This notebook was put together by [Jake Vanderplas](http://www.vanderplas.com) for UW's [Astro 599](http://www.astro.washington.edu/users/vanderplas/Astr599_2014/) course. Source and license info is on [GitHub](https://github.com/jakevdp/2014_fall_ASTR599/).



In [1]:

    
%run talktools.py

Advanced Data Structures

There are four types of collections in Python

(known as "Sequence objects")

list : a mutable ordered array of data
tuple : an immutable ordered array of data
dict : an unordered mapping from keys to values
set : an unordered collection of unique elements

The values in any of these collections can be arbitrary Python objects, and mixing content types is OK.

Note that strings are also sequence objects.

Tuples

Tuples are denoted with parentheses



In [2]:

    
t = (12, -1)
print(type(t))









    



<class 'tuple'>



In [3]:

    
print(isinstance(t,tuple))
print(len(t))









    



True
2

Can mix types in a tuple



In [4]:

    
t = (12, "monty", True, -1.23e6)
print(t[1])









    



monty

Indexing works the same way as for strings:



In [5]:

    
print(t[-1])



In [6]:

    
t[-2:]  # get the last two elements, return as a tuple









    Out[6]:





(True, -1230000.0)



In [7]:

    
x = (True) ; print(type(x))
x = (True,) ; print(type(x))









    



<class 'bool'>
<class 'tuple'>



In [8]:

    
x = ()
type(x), len(x)









    Out[8]:





(tuple, 0)



In [9]:

    
x = (,)









    



  File "<ipython-input-9-bd05d59e2976>", line 1
    x = (,)
         ^
SyntaxError: invalid syntax

single-element tuples look like (element,)

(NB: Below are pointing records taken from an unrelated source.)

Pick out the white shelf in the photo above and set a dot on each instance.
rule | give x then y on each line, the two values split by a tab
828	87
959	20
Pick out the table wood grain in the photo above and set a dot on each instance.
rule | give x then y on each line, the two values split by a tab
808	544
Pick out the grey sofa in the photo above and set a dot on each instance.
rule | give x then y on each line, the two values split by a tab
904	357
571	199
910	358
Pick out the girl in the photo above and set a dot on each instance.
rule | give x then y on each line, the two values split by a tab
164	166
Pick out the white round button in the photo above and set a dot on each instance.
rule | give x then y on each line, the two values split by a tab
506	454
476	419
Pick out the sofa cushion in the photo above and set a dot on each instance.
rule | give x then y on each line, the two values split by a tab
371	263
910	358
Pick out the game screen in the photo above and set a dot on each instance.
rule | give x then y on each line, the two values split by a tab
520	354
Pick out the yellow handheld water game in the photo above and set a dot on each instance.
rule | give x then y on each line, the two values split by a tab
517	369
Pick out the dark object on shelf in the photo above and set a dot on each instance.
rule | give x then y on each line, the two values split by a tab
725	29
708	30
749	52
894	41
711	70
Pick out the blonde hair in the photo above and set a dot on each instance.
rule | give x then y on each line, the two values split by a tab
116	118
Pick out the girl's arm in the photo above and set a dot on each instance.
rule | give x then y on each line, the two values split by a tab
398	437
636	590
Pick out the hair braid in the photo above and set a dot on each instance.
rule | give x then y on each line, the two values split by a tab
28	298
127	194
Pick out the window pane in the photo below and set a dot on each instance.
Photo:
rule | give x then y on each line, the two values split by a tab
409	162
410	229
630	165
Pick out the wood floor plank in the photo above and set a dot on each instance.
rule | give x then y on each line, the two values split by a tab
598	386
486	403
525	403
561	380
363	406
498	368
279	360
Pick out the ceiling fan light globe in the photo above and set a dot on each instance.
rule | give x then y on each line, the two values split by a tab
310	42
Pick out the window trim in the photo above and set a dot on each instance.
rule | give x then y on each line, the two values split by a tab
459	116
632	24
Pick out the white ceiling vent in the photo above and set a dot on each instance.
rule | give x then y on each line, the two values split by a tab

tuples cannot be modified. but you can create new one with concatenation



In [10]:

    
t[2] = False









    



---------------------------------------------------------------------------
TypeError                                 Traceback (most recent call last)
<ipython-input-10-9365ccccf007> in <module>()
----> 1 t[2] = False

TypeError: 'tuple' object does not support item assignment



In [11]:

    
t[0:2], False, t[3:]









    Out[11]:





((12, 'monty'), False, (-1230000.0,))



In [12]:

    
## the above is
## not what we wanted... need to concatenate
t[0:2] + False + t[3:]









    



---------------------------------------------------------------------------
TypeError                                 Traceback (most recent call last)
<ipython-input-12-aaeb0198f3bf> in <module>()
      1 ## the above is
      2 ## not what we wanted... need to concatenate
----> 3 t[0:2] + False + t[3:]

TypeError: can only concatenate tuple (not "bool") to tuple



In [13]:

    
y = t[0:2] + (False,) + t[3:]
y









    Out[13]:





(12, 'monty', False, -1230000.0)



In [14]:

    
t * 2









    Out[14]:





(12, 'monty', True, -1230000.0, 12, 'monty', True, -1230000.0)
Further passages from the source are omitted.